ZFIN ID: ZDB-PUB-161113-13
Zebrafish Model for Functional Screening of Flow-Responsive Genes
Serbanovic-Canic, J., de Luca, A., Warboys, C., Ferreira, P.F., Luong, L.A., Hsiao, S., Gauci, I., Mahmoud, M., Feng, S., Souilhol, C., Bowden, N., Ashton, J.P., Walczak, H., Firmin, D., Krams, R., Mason, J.C., Haskard, D.O., Sherwin, S., Ridger, V., Chico, T.J., Evans, P.C.
Date: 2017
Source: Arteriosclerosis, Thrombosis, and Vascular Biology   37(1): 130-143 (Journal)

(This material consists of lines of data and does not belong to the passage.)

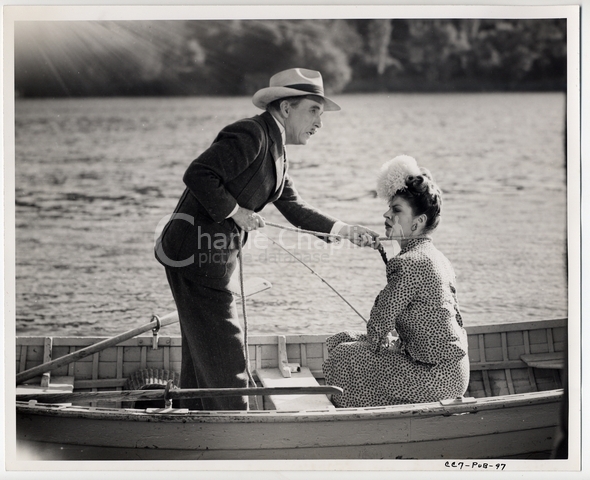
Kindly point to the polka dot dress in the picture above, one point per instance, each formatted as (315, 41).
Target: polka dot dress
(427, 361)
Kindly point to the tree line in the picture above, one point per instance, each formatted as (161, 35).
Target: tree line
(236, 57)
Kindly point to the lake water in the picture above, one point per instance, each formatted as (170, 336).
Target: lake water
(94, 177)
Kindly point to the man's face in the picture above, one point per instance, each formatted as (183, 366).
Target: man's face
(302, 121)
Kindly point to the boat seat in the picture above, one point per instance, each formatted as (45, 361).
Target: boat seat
(273, 377)
(550, 360)
(55, 385)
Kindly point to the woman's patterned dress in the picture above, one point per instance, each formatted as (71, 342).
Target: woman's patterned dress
(429, 361)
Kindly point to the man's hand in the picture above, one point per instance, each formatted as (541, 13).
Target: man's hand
(247, 219)
(361, 236)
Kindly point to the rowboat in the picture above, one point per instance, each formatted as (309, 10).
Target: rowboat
(115, 403)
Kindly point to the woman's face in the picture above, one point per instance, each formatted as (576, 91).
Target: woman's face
(400, 213)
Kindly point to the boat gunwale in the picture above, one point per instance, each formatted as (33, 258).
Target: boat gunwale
(269, 338)
(256, 416)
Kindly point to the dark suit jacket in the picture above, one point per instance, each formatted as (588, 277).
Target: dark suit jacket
(238, 168)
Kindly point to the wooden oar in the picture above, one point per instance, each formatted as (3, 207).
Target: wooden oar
(251, 287)
(97, 347)
(175, 394)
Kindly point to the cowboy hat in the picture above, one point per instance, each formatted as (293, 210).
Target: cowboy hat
(294, 82)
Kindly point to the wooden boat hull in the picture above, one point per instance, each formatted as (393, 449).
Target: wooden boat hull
(485, 429)
(514, 413)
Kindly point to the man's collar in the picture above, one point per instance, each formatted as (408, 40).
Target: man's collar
(281, 129)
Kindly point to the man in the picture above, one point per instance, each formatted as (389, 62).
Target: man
(226, 186)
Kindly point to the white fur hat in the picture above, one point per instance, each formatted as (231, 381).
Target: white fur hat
(393, 174)
(294, 82)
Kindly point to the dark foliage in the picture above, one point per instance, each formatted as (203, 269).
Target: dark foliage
(236, 57)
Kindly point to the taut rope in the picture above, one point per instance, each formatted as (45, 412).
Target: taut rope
(242, 294)
(315, 273)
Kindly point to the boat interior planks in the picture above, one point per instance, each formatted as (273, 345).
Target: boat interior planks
(511, 407)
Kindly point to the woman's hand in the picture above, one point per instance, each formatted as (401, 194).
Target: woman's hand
(247, 219)
(361, 236)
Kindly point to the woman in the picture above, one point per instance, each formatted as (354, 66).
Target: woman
(428, 362)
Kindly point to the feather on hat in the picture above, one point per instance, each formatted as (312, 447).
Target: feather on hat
(393, 174)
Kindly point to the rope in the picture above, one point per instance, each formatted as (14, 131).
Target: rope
(242, 294)
(315, 273)
(300, 230)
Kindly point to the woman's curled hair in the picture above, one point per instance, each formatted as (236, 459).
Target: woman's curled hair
(424, 196)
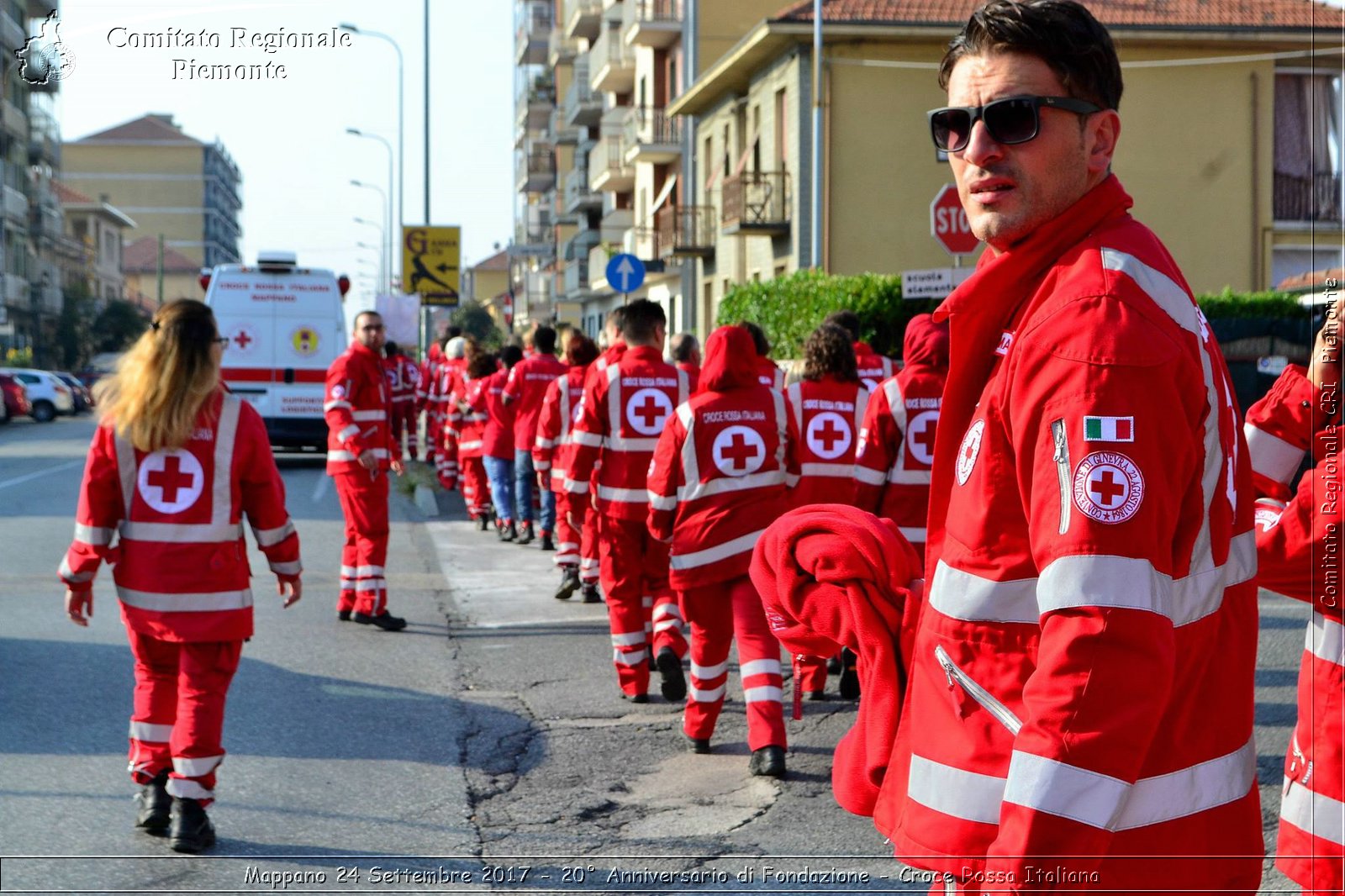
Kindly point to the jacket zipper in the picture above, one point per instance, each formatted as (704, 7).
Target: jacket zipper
(1062, 458)
(988, 701)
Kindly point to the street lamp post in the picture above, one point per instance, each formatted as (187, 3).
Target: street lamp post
(392, 235)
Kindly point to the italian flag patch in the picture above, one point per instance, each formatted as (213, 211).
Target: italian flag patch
(1110, 428)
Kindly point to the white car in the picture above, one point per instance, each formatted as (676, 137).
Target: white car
(46, 393)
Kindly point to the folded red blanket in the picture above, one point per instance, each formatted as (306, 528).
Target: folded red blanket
(829, 576)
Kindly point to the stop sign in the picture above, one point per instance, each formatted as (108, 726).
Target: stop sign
(948, 222)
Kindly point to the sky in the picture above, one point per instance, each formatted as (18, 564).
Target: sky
(288, 134)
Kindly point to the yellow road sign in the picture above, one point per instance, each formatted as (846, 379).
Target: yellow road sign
(430, 264)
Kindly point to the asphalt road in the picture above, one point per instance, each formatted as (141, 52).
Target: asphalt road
(483, 748)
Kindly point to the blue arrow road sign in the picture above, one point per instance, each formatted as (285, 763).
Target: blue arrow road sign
(625, 272)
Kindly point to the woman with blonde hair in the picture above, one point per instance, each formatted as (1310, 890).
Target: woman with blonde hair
(174, 467)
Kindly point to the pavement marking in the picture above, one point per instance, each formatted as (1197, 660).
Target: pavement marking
(17, 481)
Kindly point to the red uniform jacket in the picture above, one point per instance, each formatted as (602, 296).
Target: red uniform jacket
(525, 389)
(1082, 677)
(356, 410)
(181, 564)
(625, 409)
(896, 441)
(827, 414)
(723, 467)
(1298, 553)
(560, 412)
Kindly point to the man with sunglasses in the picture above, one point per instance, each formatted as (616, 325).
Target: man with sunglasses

Registered Authors: Chico, Tim J., Evans, Paul C., Serbanovic-Canic, Jovana
Keywords: Zebrafish, apoptosis, atherosclerosis, endothelial cells, troponin
MeSH Terms:
  • Animals
  • Animals, Genetically Modified
  • Apoptosis*
  • Atherosclerosis/genetics*
  • Atherosclerosis/metabolism
  • Atherosclerosis/pathology
  • Atherosclerosis/physiopathology
  • Cells, Cultured
  • Embryo, Nonmammalian/blood supply
  • Endothelial Cells/metabolism*
  • Endothelial Cells/pathology
  • Female
  • Gene Expression Profiling/methods
  • Gene Expression Regulation, Developmental*
  • Gene Knockdown Techniques
  • Gene Regulatory Networks
  • Genetic Association Studies
  • Genetic Predisposition to Disease
  • Humans
  • Mechanotransduction, Cellular/genetics*
  • Mice
  • Phenotype
  • RNA Interference
  • Regional Blood Flow
  • Stress, Mechanical
  • Swine
  • Transcriptome
  • Transfection
  • Zebrafish/embryology
  • Zebrafish/genetics*
  • Zebrafish/metabolism
  • Zebrafish Proteins/genetics*
  • Zebrafish Proteins/metabolism
PubMed: 27834691 Full text @ Arterio., Thromb., and Vas. Bio.
Atherosclerosis is initiated at branches and bends of arteries exposed to disturbed blood flow that generates low shear stress. This mechanical environment promotes lesions by inducing endothelial cell (EC) apoptosis and dysfunction via mechanisms that are incompletely understood. Although transcriptome-based studies have identified multiple shear-responsive genes, most of them have an unknown function. To address this, we investigated whether zebrafish embryos can be used for functional screening of mechanosensitive genes that regulate EC apoptosis in mammalian arteries.
First, we demonstrated that flow regulates EC apoptosis in developing zebrafish vasculature. Specifically, suppression of blood flow in zebrafish embryos (by targeting cardiac troponin) enhanced that rate of EC apoptosis (≈10%) compared with controls exposed to flow (≈1%). A panel of candidate regulators of apoptosis were identified by transcriptome profiling of ECs from high and low shear stress regions of the porcine aorta. Genes that displayed the greatest differential expression and possessed 1 to 2 zebrafish orthologues were screened for the regulation of apoptosis in zebrafish vasculature exposed to flow or no-flow conditions using a knockdown approach. A phenotypic change was observed in 4 genes; p53-related protein (PERP) and programmed cell death 2-like protein functioned as positive regulators of apoptosis, whereas angiopoietin-like 4 and cadherin 13 were negative regulators. The regulation of perp, cdh13, angptl4, and pdcd2l by shear stress and the effects of perp and cdh13 on EC apoptosis were confirmed by studies of cultured EC exposed to flow.
We conclude that a zebrafish model of flow manipulation coupled to gene knockdown can be used for functional screening of mechanosensitive genes in vascular ECs, thus providing potential therapeutic targets to prevent or treat endothelial injury at atheroprone sites.